Caton laissa, de sa seconde femme, un fils surnommé Saloninus, comme je l’ai dit ; et un petit-fils, né du fils qu’il avait perdu. Saloninus mourut étant préteur ; Marcus son fils parvint au consulat, et fut l’aïeul de Caton le philosophe[30], le plus illustre par sa vertu et sa gloire entre les hommes de son temps.


  1. Ce mot vient de l’adjectif catus, sage, adroit, avisé.
  2. Manius Curius avait vaincu les Samnites et les Sabins, et le roi Pyrrhus, les premiers dans l’année 290 avant J.-C., l’autre quinze ans plus tard.

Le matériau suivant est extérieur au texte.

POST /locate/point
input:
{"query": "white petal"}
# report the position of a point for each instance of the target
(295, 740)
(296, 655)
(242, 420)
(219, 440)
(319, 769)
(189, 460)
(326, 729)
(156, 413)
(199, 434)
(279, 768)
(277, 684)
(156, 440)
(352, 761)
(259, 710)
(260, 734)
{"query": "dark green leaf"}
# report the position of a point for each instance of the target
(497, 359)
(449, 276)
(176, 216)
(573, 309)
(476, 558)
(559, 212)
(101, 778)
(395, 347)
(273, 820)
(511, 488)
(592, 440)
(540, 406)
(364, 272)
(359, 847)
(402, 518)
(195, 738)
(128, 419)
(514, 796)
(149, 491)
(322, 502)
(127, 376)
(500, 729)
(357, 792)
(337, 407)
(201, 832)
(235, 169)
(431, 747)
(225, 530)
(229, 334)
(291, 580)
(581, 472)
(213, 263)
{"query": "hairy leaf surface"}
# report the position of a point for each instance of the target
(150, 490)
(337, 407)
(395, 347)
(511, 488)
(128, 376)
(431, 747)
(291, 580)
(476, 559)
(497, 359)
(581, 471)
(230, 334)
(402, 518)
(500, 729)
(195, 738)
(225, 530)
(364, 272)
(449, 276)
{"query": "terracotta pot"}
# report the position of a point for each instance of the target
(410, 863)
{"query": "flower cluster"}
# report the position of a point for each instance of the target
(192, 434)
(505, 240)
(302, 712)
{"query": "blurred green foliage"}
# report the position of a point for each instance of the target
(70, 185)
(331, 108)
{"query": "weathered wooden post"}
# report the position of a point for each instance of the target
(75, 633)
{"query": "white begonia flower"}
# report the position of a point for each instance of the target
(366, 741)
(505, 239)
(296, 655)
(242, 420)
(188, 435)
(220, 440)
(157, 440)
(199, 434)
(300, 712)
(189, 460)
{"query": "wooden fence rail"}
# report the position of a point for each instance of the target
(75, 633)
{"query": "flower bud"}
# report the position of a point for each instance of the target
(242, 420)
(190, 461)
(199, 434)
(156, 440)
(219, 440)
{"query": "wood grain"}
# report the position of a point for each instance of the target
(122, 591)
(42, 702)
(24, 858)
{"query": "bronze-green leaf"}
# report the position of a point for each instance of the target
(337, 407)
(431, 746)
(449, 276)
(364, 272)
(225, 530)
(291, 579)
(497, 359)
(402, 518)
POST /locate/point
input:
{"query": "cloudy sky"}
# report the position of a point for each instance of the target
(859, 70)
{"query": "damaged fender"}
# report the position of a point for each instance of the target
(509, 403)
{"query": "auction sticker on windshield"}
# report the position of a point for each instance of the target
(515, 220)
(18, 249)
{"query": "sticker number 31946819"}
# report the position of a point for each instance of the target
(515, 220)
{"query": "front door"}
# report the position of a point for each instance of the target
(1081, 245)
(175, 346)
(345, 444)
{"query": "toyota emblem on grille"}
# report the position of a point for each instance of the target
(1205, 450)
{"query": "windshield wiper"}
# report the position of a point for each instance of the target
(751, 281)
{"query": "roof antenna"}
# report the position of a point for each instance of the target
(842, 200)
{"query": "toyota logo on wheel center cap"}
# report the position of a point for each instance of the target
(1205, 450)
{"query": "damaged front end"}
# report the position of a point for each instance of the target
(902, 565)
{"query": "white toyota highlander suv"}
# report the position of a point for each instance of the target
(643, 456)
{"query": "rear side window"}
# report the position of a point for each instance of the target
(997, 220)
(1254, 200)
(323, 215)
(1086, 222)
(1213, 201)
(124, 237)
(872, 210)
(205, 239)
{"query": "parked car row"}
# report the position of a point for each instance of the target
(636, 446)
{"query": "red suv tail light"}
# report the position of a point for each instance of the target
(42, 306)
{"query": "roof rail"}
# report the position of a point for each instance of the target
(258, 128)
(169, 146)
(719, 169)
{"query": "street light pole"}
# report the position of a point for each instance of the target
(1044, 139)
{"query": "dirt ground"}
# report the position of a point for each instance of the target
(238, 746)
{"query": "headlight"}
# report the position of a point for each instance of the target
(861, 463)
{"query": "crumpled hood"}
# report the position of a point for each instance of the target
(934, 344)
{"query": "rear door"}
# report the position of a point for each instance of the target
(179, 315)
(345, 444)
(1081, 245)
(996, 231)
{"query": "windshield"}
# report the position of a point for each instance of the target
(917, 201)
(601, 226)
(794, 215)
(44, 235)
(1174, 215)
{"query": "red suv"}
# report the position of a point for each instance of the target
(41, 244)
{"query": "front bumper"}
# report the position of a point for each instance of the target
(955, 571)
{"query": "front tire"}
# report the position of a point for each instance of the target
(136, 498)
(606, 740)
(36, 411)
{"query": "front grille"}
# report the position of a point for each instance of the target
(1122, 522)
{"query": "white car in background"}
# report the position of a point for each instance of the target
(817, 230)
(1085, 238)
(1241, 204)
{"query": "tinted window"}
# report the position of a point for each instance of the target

  3. Il avait alors vingt-trois ans.
  4. Nudus ara, sere nudus. (VIRG.)
  5. Environ quatre-vingt-dix francs de notre monnaie.
  6. Environ treize cent cinquante francs.
  7. Autrement Parthénon, temple de Minerve. Voyez la Vie de Périclès dans le premier volume.
  8. Voyez la Vie de Thémistocle dans le premier volume.
  9. Le traité de Caton, de Re rustica, contient toutes ces prescriptions économiques dont Plutarque a parlé plus haut. L’esprit de ce traité est tout entier dans ces paroles : Patrem familias vendacem, non emacem esse oportet.
  10. Voyez dans le Banquet de Platon le témoignage d’Alcibiade sur Socrate.
  11. C’est l’opinion de Cicéron, au moins dans le Brutus.
  12. Voyez la Vie de Thémistocle dans le premier volume.
  13. L’Ulysse d’Homère ne rentre pas dans la caverne. Il est probable, suivant la remarque de Clavier, que Caton fait allusion à quelque pièce bouffonne où Ulysse jouait un rôle un peu ridicule.
  14. C’est l’Espagne en deçà du Bétis, aujourd’hui Guadalquivir.
  15. Environ douze cent mille francs de notre monnaie.
  16. Au pied des Pyrénées, dans ce qu’on appelle aujourd’hui la Catalogne.
  17. Voyez plus loin dans ce volume.
  18. Au temps de l’invasion de Xerxès.
  19. Troupes levées dans Firmum, aujourd’hui Firmo, près d’Ancône.
  20. C’est une erreur. Caton n’a vécu que quatre-vingt-cinq ans. Il n’avait, de l’aveu de Plutarque même, que dix-sept ans à une époque qui concorde avec la bataille de Cannes, 538 de Rome, et il est mort en 605.
  21. Ce qui est vrai, c’est que ce fut la dernière année de sa vie.
  22. De Senect., 12 ; voyez Tite-Live, XXXIX, 42.
  23. Environ treize cent cinquante francs de notre monnaie.
  24. Environ douze mille francs de notre monnaie.
  25. Voyez la Vie de Paul Émile dans ce volume.
  26. Cet écrit est perdu aujourd’hui.
  27. Environ trois millions de notre monnaie.
  28. Il n’en reste presque rien, sauf le de Re rustica.
  29. Odyssée, X, 495.
  30. Caton le jeune ou d’Utique, dont Plutarque a écrit aussi la Vie.